Mitch Miller, an Academy entomology volunteer and recent graduate of the University of Pittsburgh who has been fascinated with ants ever since a study-abroad trip to Panama brought him in contact with leafcutter ants, performs one of the most delicate tasks a pool project volunteer could have: ant pinning. But for Miller, it’s been a fun challenge. “I do art, so I think I have a steady hand from that,” he says.
Even if you don’t have a steady ant-pinning hand, or a pool, there are still many ways to get involved. Florio encourages people to record observations of backyard organisms and upload them to the Backyard Biodiversity Project website on iNaturalist, or to contact the Oakland Museum to request an “Antvasion” experiment kit, a study that is testing the widespread belief that natural spices can be used as effective repellants for ants.

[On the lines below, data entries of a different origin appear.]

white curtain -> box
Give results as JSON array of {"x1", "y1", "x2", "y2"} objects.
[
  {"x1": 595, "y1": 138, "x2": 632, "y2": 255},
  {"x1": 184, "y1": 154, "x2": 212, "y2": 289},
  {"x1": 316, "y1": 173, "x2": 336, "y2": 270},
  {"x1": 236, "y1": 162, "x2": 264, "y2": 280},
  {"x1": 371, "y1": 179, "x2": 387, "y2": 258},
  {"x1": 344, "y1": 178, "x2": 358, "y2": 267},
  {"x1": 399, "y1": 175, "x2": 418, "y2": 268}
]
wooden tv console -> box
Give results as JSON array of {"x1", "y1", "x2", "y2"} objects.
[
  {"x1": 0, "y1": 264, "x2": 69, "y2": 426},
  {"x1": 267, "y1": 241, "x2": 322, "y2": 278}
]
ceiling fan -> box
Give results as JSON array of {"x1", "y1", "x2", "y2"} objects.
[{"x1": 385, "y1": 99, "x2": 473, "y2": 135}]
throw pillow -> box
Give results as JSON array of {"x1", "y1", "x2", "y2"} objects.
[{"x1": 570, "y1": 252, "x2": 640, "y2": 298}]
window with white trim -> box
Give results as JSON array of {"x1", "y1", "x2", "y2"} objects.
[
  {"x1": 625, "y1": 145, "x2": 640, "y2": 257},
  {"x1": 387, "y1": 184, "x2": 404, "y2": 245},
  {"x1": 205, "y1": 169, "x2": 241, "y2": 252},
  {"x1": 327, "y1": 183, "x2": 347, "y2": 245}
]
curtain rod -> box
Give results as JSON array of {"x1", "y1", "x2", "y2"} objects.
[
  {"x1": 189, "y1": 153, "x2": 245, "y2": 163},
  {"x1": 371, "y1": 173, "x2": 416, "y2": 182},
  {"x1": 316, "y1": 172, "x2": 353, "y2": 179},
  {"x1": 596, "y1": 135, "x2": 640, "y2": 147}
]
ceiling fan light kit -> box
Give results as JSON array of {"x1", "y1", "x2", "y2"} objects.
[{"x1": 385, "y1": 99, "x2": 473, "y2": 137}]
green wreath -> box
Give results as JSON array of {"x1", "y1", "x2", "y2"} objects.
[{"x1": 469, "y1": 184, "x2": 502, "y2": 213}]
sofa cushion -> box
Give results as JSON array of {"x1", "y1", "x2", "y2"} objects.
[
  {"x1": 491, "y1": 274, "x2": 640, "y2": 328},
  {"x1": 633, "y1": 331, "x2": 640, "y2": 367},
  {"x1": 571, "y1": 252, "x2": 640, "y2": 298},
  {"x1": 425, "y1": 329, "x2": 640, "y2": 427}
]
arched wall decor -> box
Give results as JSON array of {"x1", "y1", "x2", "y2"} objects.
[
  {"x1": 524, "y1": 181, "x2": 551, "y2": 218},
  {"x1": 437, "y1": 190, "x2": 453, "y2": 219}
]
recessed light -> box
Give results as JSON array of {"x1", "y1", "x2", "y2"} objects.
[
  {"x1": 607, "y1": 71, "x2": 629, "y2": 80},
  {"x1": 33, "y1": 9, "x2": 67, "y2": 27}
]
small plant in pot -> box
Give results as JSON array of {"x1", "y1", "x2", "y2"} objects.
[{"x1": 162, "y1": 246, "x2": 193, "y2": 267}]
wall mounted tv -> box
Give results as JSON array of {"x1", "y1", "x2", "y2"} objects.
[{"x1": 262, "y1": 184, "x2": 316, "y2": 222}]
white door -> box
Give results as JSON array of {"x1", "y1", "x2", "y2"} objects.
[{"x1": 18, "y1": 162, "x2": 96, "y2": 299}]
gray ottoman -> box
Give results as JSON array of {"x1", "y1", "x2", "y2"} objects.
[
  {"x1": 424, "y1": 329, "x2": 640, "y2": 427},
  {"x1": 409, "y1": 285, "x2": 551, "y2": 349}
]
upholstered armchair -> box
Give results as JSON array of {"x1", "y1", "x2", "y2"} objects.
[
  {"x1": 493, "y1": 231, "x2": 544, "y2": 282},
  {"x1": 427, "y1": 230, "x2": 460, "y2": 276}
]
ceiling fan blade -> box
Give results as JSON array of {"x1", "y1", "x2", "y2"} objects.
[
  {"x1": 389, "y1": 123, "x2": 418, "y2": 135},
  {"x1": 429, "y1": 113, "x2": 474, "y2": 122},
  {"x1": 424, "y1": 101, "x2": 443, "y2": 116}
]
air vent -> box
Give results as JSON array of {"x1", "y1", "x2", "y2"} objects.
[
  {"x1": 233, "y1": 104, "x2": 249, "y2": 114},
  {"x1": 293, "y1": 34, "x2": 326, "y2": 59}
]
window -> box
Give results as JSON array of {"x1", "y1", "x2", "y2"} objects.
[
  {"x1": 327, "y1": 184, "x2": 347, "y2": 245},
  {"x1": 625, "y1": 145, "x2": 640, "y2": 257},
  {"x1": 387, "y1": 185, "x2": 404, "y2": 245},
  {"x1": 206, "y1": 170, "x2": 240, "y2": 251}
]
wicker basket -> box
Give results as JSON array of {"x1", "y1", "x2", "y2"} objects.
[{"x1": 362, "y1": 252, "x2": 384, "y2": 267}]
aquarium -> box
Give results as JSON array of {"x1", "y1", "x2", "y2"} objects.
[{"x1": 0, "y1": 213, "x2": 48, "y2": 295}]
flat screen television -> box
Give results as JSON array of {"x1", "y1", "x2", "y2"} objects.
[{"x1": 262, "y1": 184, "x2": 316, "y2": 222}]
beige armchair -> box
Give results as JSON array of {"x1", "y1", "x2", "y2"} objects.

Not only is the new push for Citizen Science in entomology helping scientists understand biodiversity in the state, it is breaking down the wall between researchers and the public. That, for Florio and her colleagues, is one of the most important goals of the project. “I grew up in a city, so I am interested in showing people that even in urban areas there is tons of biodiversity,” Florio says. “The majority of insects in the world haven’t even been named or described yet, and to find new species you don’t need to travel to faraway lands. All you need to do is look in your backyard.”